And the odds look good that Majoras, 44, will replace Jemison, 57, when he retires as CLO. According to Daniel Kotchen, who was a staff attorney at the FTC prior to Majoras's tenure, "Certainly she would join the company with the objective of the top spot." Kotchen adds, "She comes from a high-profile position, and P&G is a high-profile company with interesting and thorny issues." Kotchen, who is now a partner at Kotchen & Low in Washington, D.C., co-writes the Consumer Goods & Retail Industry Litigation Blog.
Jemison has a history with government agencies himself.
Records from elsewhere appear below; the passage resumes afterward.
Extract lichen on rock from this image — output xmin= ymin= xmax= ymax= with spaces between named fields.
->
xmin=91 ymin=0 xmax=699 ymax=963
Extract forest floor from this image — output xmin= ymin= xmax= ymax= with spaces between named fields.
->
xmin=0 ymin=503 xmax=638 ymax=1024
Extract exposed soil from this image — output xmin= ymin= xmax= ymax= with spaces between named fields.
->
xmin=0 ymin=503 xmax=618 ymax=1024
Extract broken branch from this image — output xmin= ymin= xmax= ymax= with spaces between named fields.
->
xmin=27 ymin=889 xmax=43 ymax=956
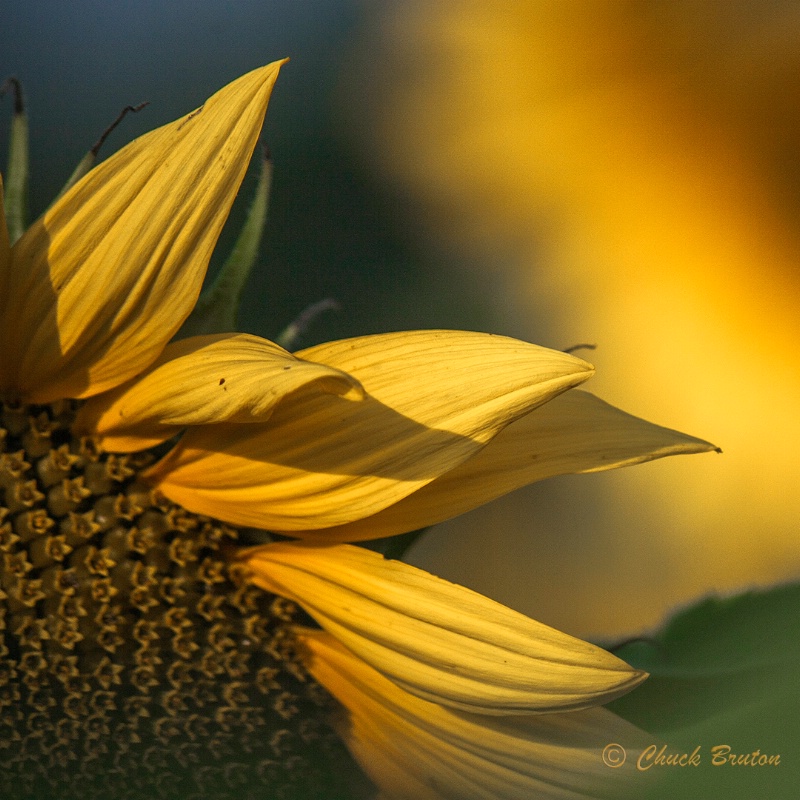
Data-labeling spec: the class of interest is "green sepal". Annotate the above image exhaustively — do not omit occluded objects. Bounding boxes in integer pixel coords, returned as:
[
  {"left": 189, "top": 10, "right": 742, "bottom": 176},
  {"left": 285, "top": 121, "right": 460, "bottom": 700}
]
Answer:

After graduating from law school, he first worked for a year at the Federal Communications Commission, and then for five years at the National Labor Relations Board. He joined P&G's law department in 1981 and helped create its first-ever labor and employment group. Jemison says that the company decided to hire him and another in-house labor lawyer after it lost several employment cases.
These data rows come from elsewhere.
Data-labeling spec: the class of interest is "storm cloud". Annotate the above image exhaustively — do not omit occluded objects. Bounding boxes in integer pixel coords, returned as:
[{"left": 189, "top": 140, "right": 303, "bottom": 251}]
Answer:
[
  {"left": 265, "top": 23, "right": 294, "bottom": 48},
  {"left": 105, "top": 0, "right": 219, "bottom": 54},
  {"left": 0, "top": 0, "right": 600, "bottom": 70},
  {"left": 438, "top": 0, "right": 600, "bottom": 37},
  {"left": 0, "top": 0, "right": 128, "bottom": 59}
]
The first high point in Jemison's career came in 1994, when a labor issue became P&G's chief concern. The Office of Federal Contract Compliance Programs, an agency of the U.S. Department of Labor, examined the company's equal opportunity policies in a "glass ceiling audit." Jemison oversaw the investigation on P&G's end, which he says required the participation of all of its more than 50,000 employees.
In 2003 Jemison moved overseas when he became general counsel of P&G's unit for Central and Eastern Europe, the Middle East, and Africa. The post satisfied his wanderlust. He lived in the Old Town section of Geneva and traveled frequently-attending a training session at a ski resort in Lebanon, for example. "It awakens your understanding of the world," Jemison says.
P&G called Jemison back to Cincinnati in 2005 to become corporate secretary and deputy general counsel. In February the company announced that Jemison would replace retiring chief legal officer James Johnson. Jemison still marvels at his career trajectory: "I'm just a kid from Chicago [who] did good."
Jemison says that his eventual successor is still undetermined. But with Majoras, P&G nabbed one of the most prized legal recruits of the Bush administration. After a decade at Jones Day and a short stint at the U.S. Department of Justice, she became chair of the FTC in 2004. She oversaw high-profile investigations into the link between childhood obesity and the marketing of snack foods. She also drew heavy criticism after the FTC ruled that oil companies didn't engage in price gouging after Hurricane Katrina. Majoras declined to comment through an FTC spokeswoman.
Majoras was slated to start at P&G on June 1 and will be primarily responsible for litigation and global antitrust matters. And while she might yet move up at P&G, former FTC staffer Kotchen doubts that it's a done deal. "I would be shocked if she were guaranteed [the top slot]," Kotchen says. "She would still have to go there and perform."